Running Vagrant on my laptop. Let me tell more about my moster of a Laptop, I should have bought it but I did, its more of server on you lap than a lap top, its Asus’ Gaming Republic Laptop - G74SX-BBK7… now, go figure. I would rather keep it on the desk than on my lap. I have got all pieces of it working on my Manjaro so I am pretty settled now with it. Getting back to elasticity on my laptop, I decided to give Vagrant a shot. Vagrant is a ruby library aka tool(gem) that gives the power of spinning up virtual machines at will. Thats just one of it, but there are other neat things that you can do with it as well.
First up was to install Vagrant on Manjaro. As I have raved before, Manjaro’s Archlinux base did not let me down here either, it has another tool that picks from what they call as AUR(Archlinux User Repository) and install: yaourt(Yet AnOther User Repository Tool). Yes, all I needed to do is this.
~# yaourt -Ss vagrant ~# yaourt -S vagrant
This did install vagrant on Manjaro. Now vagrant needs some supported hypervisor(called providers) to do its trick(which is to spin virtual machines at will), Virtualbox is supported out of the box, but the above command did not take care of installing virtualbox. The Archilinux has Virtualbox as part of their community repositories so I could install it using pacman.
~# pacman -Ss virtualbox> ~# pacman -S virtualbox
Now that I had installed both Vagrant and Virtualbox, the game was on. Had to jump right in. I needed to do just one thing before I started to to launch virtual machines using Vagrant. I needed boxes. Boxes are the way the Vagrant addresses the image files that it would launch as virtual machines. So I needed at least one of these. http://vagrantbox.es is the place I was looking, and fair enough, they have quite a few of these “boxes”. The vagrant box that I chose is Ubunut Precise64 box. And I added it to my vagrant setup to use.
~# vagrant box add precise64 http://files.vagrantup.com/precise64.box
This added the precise64 to the list of available boxes to be launched.
~# vagrant box list precise64 (virtualbox)
Now that I had this box available, I was good to go.
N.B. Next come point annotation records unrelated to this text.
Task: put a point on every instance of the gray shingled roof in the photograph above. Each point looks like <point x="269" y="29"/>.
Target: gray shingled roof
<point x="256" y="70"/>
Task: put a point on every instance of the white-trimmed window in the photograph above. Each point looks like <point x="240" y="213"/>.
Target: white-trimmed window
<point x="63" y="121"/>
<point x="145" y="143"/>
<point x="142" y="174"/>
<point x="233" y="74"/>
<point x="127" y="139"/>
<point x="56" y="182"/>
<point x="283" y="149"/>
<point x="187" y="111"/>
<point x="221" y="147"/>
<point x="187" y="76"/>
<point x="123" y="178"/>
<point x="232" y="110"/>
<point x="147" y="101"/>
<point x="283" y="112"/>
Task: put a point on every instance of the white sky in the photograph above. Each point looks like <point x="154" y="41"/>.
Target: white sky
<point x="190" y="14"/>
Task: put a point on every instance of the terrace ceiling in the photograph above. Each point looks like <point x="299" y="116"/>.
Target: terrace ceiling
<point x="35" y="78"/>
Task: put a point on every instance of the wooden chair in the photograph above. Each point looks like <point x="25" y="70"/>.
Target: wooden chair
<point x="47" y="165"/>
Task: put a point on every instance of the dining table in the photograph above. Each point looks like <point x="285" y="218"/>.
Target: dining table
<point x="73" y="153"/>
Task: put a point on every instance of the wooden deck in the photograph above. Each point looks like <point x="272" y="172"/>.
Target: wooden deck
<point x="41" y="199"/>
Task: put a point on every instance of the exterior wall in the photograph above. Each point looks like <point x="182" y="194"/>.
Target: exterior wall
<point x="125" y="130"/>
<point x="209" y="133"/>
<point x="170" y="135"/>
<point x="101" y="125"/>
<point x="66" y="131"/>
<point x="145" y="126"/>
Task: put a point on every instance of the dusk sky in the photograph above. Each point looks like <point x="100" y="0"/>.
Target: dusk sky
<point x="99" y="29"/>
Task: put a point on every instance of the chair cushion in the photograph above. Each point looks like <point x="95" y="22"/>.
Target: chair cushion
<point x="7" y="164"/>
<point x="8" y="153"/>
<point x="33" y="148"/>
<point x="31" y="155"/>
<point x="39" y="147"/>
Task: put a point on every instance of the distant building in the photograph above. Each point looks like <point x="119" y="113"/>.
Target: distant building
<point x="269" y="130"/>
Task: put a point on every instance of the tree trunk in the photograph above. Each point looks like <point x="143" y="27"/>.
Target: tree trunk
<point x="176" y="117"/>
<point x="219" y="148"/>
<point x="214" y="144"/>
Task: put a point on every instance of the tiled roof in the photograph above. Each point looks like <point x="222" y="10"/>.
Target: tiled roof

Had to make a directory which would be the home for my vagrant instance and bring it up.
~# mkdir vagrantup ~# cd vagrantup
All I then needed to do was initilize vagrant config.
~/vagrantup # vagrant init A `Vagrantfile` has been placed in this directory. You are now ready to `vagrant up` your first virtual environment! Please read the comments in the Vagrantfile as well as documentation on `vagrantup.com` for more information on using Vagrant.
This creates a Vagrantfile which describes of how the virtual machine would be configured. There is one thing I would change in this file.
# Every Vagrant virtual environment requires a box to build off of. config.vm.box = "precise64"
Saved this file, and finally, time to switch on the machine.
~/vagrantup# vagrant up Bringing machine 'default' up with 'virtualbox' provider... [default] Importing base box 'precise64'... [default] Matching MAC address for NAT networking... [default] Setting the name of the VM... [default] Clearing any previously set forwarded ports... [default] Creating shared folders metadata... [default] Clearing any previously set network interfaces... [default] Preparing network interfaces based on configuration... [default] Forwarding ports... [default] -- 22 => 2222 (adapter 1) [default] Booting VM... [default] Waiting for VM to boot. This can take a few minutes. [default] VM booted and ready for use! [default] Mounting shared folders... [default] -- /vagrant
Now the machine was running, all that was left was to log into the machine to see if it worked.
~/vagrantup# vagrant ssh Welcome to Ubuntu 12.04 LTS (GNU/Linux 3.2.0-23-generic x86_64)
- Documentation: https://help.ubuntu.com/
Welcome to your Vagrant-built virtual machine.
Last login: Fri Sep 14 06:23:18 2012 from 10.0.2.2
Connection to 127.0.0.1 closed.
It worked like a breeze. There are some awesome advantages that Vagrant gives developers. I will write about it soon.